16.3 Algorithms for Cluster Analysis
Basic guidelines for clustering
Before we look at specific clustering algorithms, here are some basics guidelines to follow when performing cluster analysis.
-
Eliminate outliers before deriving clusters. The presence of outliers can confuse clustering algorithms.
-
Use only input variables when deriving clusters. Never include the output variable as an input to be used when deriving clusters.
K-Means clustering
K-means is a simple, yet widely used, clustering algorithms. With this method, clusters are identified by the algorithm based on proximity. It uses the concept of a centroid which is defined as the mean of a group of points. In a dataset defined in n dimensions, that is with n attributes or columns, each centroid is assigned a value to each of the n dimensions. Before beginning a cluster analysis using K-means, the analyst must first choose K – the number of expected clusters.
The steps of the algorithm are:
- Randomly locate K initial centroids within the n-dimensional space. (Alternatively, randomly choose K observations from the dataset to serve as the initial centroids.)
- Repeat:
- Assign each of the observations in the dataset to the nearest centroid.
- Recompute each centroid’s location as the mean of all observations assigned to that centroid until observation assignments to centroids do not change.
Issues with K-Means Clustering
Although K-means is simple to understand and implement, it does have shortcomings:
- K, the number of clusters, must be set before initiating the process.
- K-means generates a complete partitioning of the observations. There is no option to exclude observations from the clustering.
- When initial centroids are randomly located, the resulting clusterings may vary from execution to execution. The end result is not deterministic.
- K-means does not handle datasets well that contain clusters of varying size. In general, it will tend to split the larger clusters and may merge smaller clusters.
- K-means often makes some tiny clusters and some very large clusters.
Hierarchical clustering
Another relatively simple method to perform cluster analysis is hierarchical clustering which generates a taxonomy or hierarchy of clusters. It has two alternative approaches: bottom-up and top-down.

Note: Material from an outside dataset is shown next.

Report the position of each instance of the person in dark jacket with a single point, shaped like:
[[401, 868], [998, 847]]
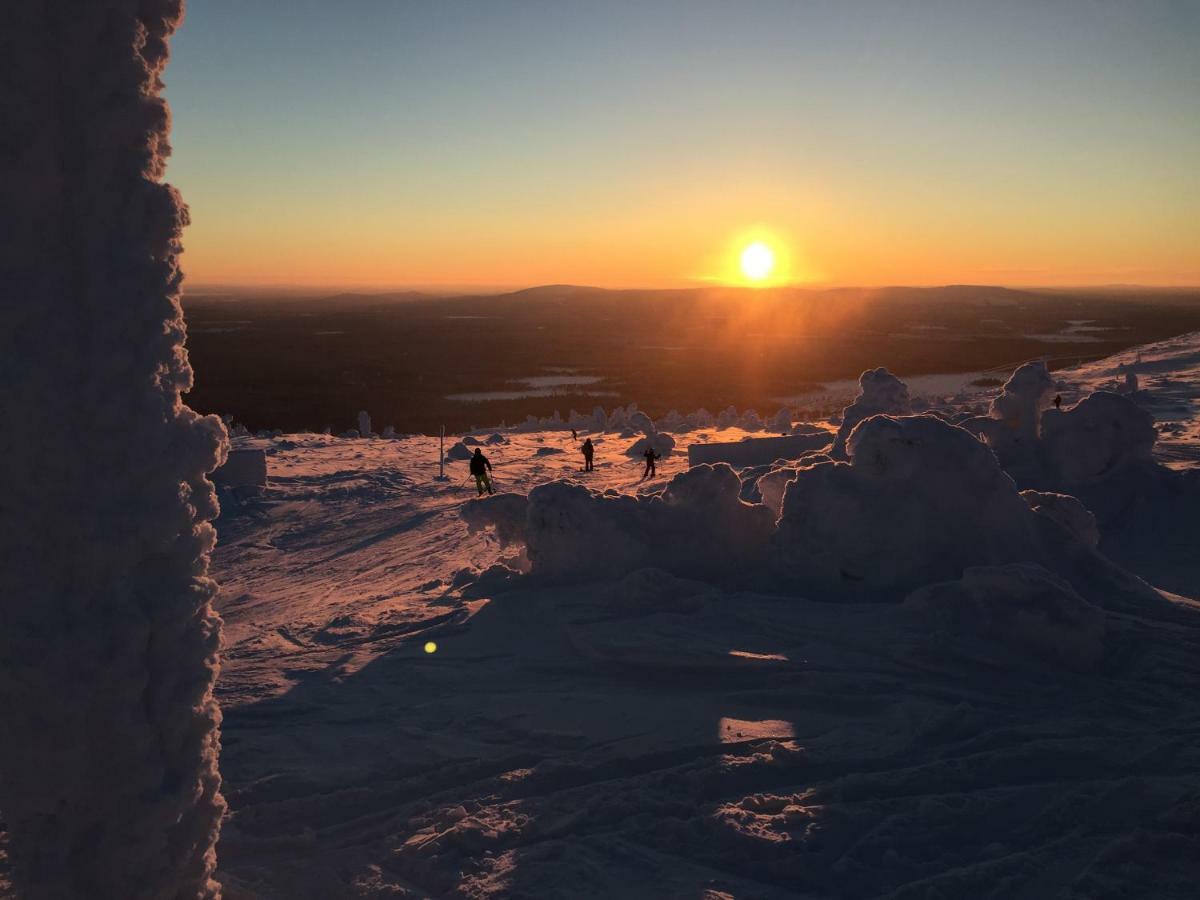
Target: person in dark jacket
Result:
[[651, 456], [479, 468]]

In bottom-up hierarchical clustering, each observation is assigned to its own cluster. Repeatedly, the closest two clusters are merged until only one cluster remains or until each cluster reaches a predetermined minimum measure of cluster cohesiveness.
In top-down hierarchical clustering, we begin with one cluster containing all observations. Repeatedly, clusters are divided until all clusters reach a predefined maximum measure of cluster cohesiveness. Top-down hierarchical clustering has the additional complexity in that there needs to be a way to select the next cluster to be split, and once selected, there needs to be a way to allocate observations to the two newly created clusters.
The process of top-down clustering is similar to the process of tree building. In decision trees, the degree of homogeneity of a node is based on the single classification variable and the split of a node is based on criteria that result in the most homogeneous nodes. In cluster analysis there is no classification variable. Hence, all attributes (dimensions) must be used to compute a measure of cluster dispersion in selection of nodes to be split. This will be discussed later when we present measures of individual cluster and overall clustering quality.
Over the years numerous other methodologies have been proposed for cluster analysis. Some have enhanced the existing K-means and hierarchical proximity based methodologies, while others have focused on density or connectedness based methodologies. Self-organizing maps, which will be introduced later in this chapter, can be thought of as an enhanced K-means algorithm. For more information on these algorithms, the reader is directed to books dedicated primarily to cluster analysis.
Self-Organizing Maps (SOM)
The self-organizing map algorithm was developed by Tuevo Kohonen. It is similar in approach to K-means and its variants. The primary differences are that the SOM algorithm utilizes a topologically fixed centroid structure and, based on that topology, when one centroid is updated, neighboring centroids are also updated. JMP uses a two-dimensional grid where the user can specify the number of rows and columns.
The steps of the algorithm are:
- Select topology including number of centroids (cells).
- Randomly initialize all centroids.
- Repeat:
- select next observation
- locate centroid closest to the observation (winning centroid)
- update winning centroid and other centroids in winner’s neighbourhood, nudging each centroid closer to the selected observation until a previously determined number of training iterations have been completed or the centroid updates fail to reach a minimal change threshold.
- Assign each observation to its winning centroid to form the clusters.
Observations are sequentially selected in step 3.1 above. Once the last observation has been applied, the selection process returns to the first. One cycle through the list of observations is known as an iteration.
For a given centroid, the magnitude of the update in step 3.3 above depends on its proximity to the winning centroid. The winning centroid itself is nudged the most, while those centroids immediately surrounding the winner are nudged less, and so forth, based on a Mexican hat neighborhood function. The result is that as the training process progresses, similar observations migrate toward the same or neighboring centroids. In the end, the most similar observations are assigned to the same cluster (centroid); neighboring clusters are more similar; while distant clusters are the least similar.